Scornwallis, à bout de nerfs, tenta de balayer la jambe de Spirit mais le marine avança d’un pas quasiment au même moment et balaya lui-même la jambe porteuse du pirate, le faisant chuter en arrière.

Raphaëlle était stupéfaite. Quelques minutes auparavant, la puissance exceptionnelle du corsaire lui avait laissé peu d’espoir de voir la fin de la journée en vie. Mais maintenant, ce même obstacle insurmontable avait l’air de gesticuler comme un enfant qui essaierait de frapper un adulte sans espoir de succès. Scornwallis, encore au sol, les yeux exorbités, semblait complètement perdu tandis que Spirit se tenait au-dessus de lui, immobile.

-Iker Scornwallis, déclara subitement le Second, 43 ans. Recherché pour crime de lèse-majesté, vols à mains armés, enlèvement, tortures, meurtres…

Le corsaire se remit soudainement debout et essaya d’attraper le col du shirt de Spirit, sans succès. Il essaya à nouveau d'agripper les vêtements du marin sur place mais celui-ci continuait à reculer avec la même facilité qu’avant. Le pirate se jeta à sa poursuite, courant après lui sur le pont.

-…viols, actes de barbarie, cannibalisme, extorsions, assassinats…, continua Spirit en esquivant habilement toutes les actions du corsaire.

Profitant d’un nouvel uppercut raté de Scornwallis, le marin sortit le fourreau de son arme de sa ceinture et frappa deux fois les côtes du flanc droit du pirate.
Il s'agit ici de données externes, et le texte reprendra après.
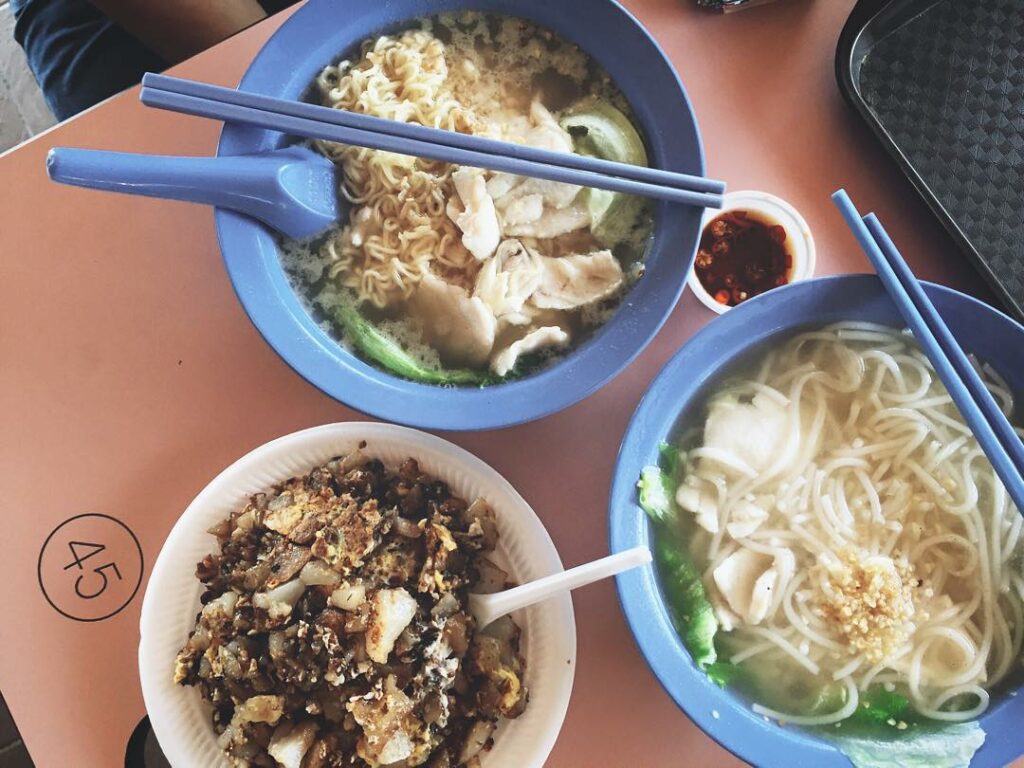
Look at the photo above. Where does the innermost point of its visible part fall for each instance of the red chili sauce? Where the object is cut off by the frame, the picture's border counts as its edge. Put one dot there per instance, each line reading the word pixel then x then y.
pixel 742 254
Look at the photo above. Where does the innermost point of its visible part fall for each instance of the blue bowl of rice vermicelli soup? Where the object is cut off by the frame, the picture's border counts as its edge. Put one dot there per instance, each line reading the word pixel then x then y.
pixel 451 297
pixel 839 574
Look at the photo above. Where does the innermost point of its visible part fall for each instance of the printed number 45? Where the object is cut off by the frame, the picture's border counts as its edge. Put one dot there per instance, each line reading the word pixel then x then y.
pixel 90 550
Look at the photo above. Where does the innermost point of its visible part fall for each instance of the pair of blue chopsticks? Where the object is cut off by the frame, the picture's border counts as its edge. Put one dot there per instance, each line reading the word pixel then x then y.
pixel 311 121
pixel 995 435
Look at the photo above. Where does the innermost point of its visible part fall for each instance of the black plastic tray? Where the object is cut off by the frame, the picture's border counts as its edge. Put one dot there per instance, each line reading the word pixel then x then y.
pixel 941 84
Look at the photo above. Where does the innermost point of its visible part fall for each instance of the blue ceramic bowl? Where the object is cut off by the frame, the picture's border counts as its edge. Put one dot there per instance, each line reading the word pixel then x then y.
pixel 317 35
pixel 677 394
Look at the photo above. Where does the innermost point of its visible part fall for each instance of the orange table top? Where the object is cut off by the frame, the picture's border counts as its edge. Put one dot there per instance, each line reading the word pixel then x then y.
pixel 130 376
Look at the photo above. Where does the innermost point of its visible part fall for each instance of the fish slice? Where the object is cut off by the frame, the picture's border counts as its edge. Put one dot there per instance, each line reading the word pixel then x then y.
pixel 293 190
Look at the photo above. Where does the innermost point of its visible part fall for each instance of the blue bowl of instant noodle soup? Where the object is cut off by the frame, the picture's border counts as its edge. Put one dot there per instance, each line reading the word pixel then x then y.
pixel 317 35
pixel 676 396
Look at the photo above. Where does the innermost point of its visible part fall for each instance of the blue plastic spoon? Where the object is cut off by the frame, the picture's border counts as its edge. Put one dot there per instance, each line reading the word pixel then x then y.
pixel 293 190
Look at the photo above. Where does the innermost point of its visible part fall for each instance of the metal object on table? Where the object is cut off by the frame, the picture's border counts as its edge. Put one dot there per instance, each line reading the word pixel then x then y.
pixel 941 85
Ce dernier ignora complètement l’attaque et il décocha un direct vers le visage exposé de Spirit. Le Second réussit à rediriger l’attaque en attrapant le poing de Scornwallis au vol et en tirant vers l’arrière tout en lui faisant un croche-pied. Emporté par son élan, le pirate s’étala de tout son long, atterrissant près du corps d’un de ses subordonnés morts.
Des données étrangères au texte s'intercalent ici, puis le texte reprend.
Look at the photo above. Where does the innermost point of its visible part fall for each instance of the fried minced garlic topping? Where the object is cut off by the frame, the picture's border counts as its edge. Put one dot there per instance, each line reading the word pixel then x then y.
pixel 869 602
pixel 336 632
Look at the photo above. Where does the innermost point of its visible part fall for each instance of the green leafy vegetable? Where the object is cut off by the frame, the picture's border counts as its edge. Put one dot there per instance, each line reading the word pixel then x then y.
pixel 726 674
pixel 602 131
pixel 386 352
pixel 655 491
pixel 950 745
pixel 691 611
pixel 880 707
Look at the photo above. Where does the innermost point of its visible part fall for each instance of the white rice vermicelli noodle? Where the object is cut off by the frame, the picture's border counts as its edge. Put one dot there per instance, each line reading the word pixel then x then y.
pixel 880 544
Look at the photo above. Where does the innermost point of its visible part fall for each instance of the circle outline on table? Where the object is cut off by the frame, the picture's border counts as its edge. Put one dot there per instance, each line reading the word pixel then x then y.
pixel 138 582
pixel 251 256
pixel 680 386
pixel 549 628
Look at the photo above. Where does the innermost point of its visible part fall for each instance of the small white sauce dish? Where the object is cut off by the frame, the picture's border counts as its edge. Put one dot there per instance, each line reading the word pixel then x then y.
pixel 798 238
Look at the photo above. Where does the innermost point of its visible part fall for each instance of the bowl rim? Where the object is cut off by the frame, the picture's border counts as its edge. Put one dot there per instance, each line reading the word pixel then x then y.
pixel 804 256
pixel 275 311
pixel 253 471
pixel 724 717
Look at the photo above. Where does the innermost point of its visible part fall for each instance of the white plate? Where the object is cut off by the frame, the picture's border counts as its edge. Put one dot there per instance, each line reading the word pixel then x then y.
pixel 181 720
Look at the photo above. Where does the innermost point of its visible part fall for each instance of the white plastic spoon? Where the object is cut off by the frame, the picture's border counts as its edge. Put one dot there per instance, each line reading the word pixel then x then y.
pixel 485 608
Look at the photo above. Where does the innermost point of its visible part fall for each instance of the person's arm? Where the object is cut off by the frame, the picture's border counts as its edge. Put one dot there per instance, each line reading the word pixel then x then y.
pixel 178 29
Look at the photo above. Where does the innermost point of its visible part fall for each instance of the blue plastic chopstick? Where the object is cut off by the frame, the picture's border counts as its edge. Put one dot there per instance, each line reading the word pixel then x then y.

-L’un des criminels les plus célèbres des Isla Novaes, avec une prime de la marine qui n’a fait qu’augmenter ses 15 dernières années…

Scornwallis, tremblant de rage, lâcha un hurlement bestial de frustration et frappa le sol de ses deux poings avant de se relever, ayant attrapé le sabre d’abordage du cadavre à côté de lui. Il se lança à l’assaut de Spirit qui évitait ou paraît toutes ses attaques toujours sans l’ombre d’une goutte de sueur sur son front. L’épée toujours rengainée dans son fourreau, Spirit humiliait le pirate sans aucun effort apparent.

La louve, silencieuse depuis le début de leur combat, ne pouvait s’empêcher d’être admirative et un peu jalouse. On aurait dit que Spirit dansait sur le pont, emportant Scornwallis dans une valse que le corsaire était bien incapable de suivre. Déviant une nouvelle attaque du pirate, Spirit frappa cette fois les côtes du flanc gauche de Scornwallis. Le pirate ralentit à peine et lança une autre attaque horizontale que Spirit évita en faisant un salto arrière. Il atterrit en douceur, observant son adversaire avec un air narquois.

-Plutôt décevant pour une légende, soupira-t-il exagérément.

-Mais ferme ta gueule ! cracha Scornwallis, le corps tendu comme un arc.

Fou de rage, il se propulsa encore plus vite vers Spirit et, oubliant toutes idées de finesse, il se mit à faire de grands moulinets avec son sabre dans l’espoir de toucher sa cible. Mais, toujours aussi intouchable, Spirit continua son petit manège sous les yeux désormais admiratifs de Raphaëlle. La jeune femme faisait de son mieux pour rester consciente et ne pas perdre une miette du combat.